GPT-5.6 Sol is useful for ad teams only if it is wired into a safe operating loop. A stronger reasoning model does not automatically make a safer ad agent. The application around it still owns credentials, connector scopes, approval gates, logging, and rollback.
For the broader strategy, start with GPT-5.6 Sol for AI marketers. This page is the implementation spoke: how to set up the first Meta and Google Ads workflow without letting a preview model touch live spend.
The target workflow
Start with a read-only diagnosis:
Review the last 14 days of Meta and Google Ads performance for this brand. Identify the top three risks, cite the metrics behind each finding, separate creative problems from budget problems, and propose next actions. Do not modify campaigns.That task is intentionally bounded. It asks the model to reason, not operate. The first production test should produce an evidence-backed recommendation, not an API mutation.
Step 1: Separate data access from write access
Give the model read access first. Meta Ads, Google Ads, GA4, Shopify, Search Console, and internal creative metadata should be available as structured context through Soku or connector tools. Write actions should sit behind a separate approval layer.
The distinction matters:
| Capability | First 30 days | Later |
|---|---|---|
| Read performance | Allowed | Allowed |
| Summarize account risks | Allowed | Allowed |
| Draft changes | Allowed | Allowed |
| Change budgets | Blocked | Approval required |
| Launch campaigns | Blocked | Approval required |
| Pause ads | Blocked | Approval required |
| Edit targeting | Blocked | Approval required |
This is the same operating posture we recommend for Meta Ads AI Connectors and Google Ads MCP setup: read first, write later, approve always.
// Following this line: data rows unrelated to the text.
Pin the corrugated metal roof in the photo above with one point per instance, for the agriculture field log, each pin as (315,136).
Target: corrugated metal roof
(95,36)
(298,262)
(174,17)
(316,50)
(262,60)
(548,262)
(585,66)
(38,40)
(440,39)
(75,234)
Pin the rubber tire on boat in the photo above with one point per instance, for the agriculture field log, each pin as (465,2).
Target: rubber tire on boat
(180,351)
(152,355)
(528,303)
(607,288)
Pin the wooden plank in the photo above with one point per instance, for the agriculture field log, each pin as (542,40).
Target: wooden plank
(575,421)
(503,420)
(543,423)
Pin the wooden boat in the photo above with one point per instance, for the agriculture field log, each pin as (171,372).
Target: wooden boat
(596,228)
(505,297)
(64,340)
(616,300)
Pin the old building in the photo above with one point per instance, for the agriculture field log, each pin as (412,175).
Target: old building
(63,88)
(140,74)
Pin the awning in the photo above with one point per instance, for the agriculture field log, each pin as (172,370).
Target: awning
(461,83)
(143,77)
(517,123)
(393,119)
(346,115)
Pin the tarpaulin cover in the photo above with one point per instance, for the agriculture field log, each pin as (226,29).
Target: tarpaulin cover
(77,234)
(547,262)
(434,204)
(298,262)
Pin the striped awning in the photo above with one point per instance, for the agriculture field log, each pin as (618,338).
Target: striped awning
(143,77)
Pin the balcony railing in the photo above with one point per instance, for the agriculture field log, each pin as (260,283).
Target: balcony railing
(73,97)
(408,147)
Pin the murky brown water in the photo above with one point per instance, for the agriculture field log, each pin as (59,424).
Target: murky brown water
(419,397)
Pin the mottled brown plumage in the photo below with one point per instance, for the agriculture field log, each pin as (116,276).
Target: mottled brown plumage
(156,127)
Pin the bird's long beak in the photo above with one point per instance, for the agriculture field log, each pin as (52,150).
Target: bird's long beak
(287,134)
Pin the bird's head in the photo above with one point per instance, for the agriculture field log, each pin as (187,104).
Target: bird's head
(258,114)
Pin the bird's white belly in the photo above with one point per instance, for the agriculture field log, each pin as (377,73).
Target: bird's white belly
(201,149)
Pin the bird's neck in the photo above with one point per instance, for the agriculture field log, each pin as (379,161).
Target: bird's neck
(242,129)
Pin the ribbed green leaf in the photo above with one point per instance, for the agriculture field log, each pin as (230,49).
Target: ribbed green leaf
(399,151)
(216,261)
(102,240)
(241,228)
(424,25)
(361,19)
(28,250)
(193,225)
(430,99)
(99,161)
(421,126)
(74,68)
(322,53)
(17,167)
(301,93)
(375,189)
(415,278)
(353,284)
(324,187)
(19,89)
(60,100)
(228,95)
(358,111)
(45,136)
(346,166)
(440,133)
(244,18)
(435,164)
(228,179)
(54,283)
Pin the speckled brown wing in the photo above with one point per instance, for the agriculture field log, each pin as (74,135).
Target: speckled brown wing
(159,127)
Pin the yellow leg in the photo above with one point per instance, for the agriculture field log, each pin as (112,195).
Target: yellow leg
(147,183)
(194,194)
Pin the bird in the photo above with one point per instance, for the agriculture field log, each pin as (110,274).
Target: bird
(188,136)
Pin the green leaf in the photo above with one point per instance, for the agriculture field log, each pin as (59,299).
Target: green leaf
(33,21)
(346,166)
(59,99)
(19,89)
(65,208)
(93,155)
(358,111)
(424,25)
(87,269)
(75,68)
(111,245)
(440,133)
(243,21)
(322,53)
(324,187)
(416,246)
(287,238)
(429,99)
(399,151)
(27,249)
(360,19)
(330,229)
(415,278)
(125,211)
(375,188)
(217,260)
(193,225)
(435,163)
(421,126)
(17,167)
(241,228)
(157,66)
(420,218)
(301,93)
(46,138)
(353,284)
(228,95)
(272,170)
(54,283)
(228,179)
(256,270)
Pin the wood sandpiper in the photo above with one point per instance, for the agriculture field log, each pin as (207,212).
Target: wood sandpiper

Step 2: Define the context package
Do not paste a dashboard screenshot into GPT-5.6 and ask for strategy. Build a context package:
| Input | Why it matters |
|---|---|
| Campaign structure | The model needs to know which campaigns serve which jobs |
| Spend, CPA, ROAS, CTR, CVR | Core performance signals |
| Creative metadata | Hooks, formats, concepts, upload dates, fatigue windows |
| Landing-page URLs | Conversion problems often live off-platform |
| GA4 and Shopify revenue | Platform-reported ROAS is not enough |
| Guardrails | Target CPA, minimum ROAS, max daily spend, forbidden actions |
| Change history | The model needs to know what changed before the metric moved |
The original element here is the context package, not the prompt. Most failed ad-agent demos fail because the prompt is asked to compensate for missing account context.
Step 3: Use a two-pass prompt
Run diagnosis and action planning separately.
First pass:
Given the attached account data, identify the strongest three explanations for the performance change. For each, cite the evidence, confidence level, and missing data. Do not propose actions yet.Second pass:
Now propose actions for the confirmed causes only. Separate no-risk monitoring, low-risk creative work, and approval-required account changes. For every account change, include the exact object, expected impact, risk, and rollback.This prevents the model from jumping straight from "CPA rose" to "cut budget." In paid media, premature action is often more expensive than slow analysis.
Step 4: Log every recommendation
A production setup should log:
- input data window
- connector sources used
- model name and routing decision
- recommendations
- evidence citations
- confidence
- human approval or rejection
- action taken
- outcome after the next measurement window
Without this log, the team cannot learn whether GPT-5.6 improved decisions. With the log, the model becomes part of a measurable operating system.
Step 5: Keep the first deployment boring
The first month should not include autonomous edits. A safe rollout looks like this:
| Week | Workflow | Allowed action |
|---|---|---|
| 1 | Daily cross-channel summary | Read only |
| 2 | Creative fatigue diagnosis | Read only |
| 3 | Budget scenario planning | Draft only |
| 4 | Human-approved change briefs | Approval required |
Only after the recommendations are consistently useful should the team add low-risk writes, and even then the write should be explicit and reversible.
How Soku fits
Soku already has the pieces this setup requires: ad-platform connectors, analytics context, creative workflows, campaign memory, and approval surfaces. GPT-5.6 Sol can sit in the reasoning layer, but the rest of the system decides what evidence it sees and what actions it is allowed to take.
The practical win is not that GPT-5.6 can "run ads." The win is that it can produce a better campaign plan from connected evidence, and Soku can turn that plan into reviewed, measurable work.
FAQ
Do I need Meta and Google write permissions to test GPT-5.6?
No. Start with read-only account data and draft recommendations.
Should GPT-5.6 make budget edits directly?
Not in the first deployment. Budget, bid, activation, targeting, and deletion should require human approval.
What should I test first?
Creative fatigue diagnosis is the best first test because it requires cross-channel reasoning but does not require an immediate spend change.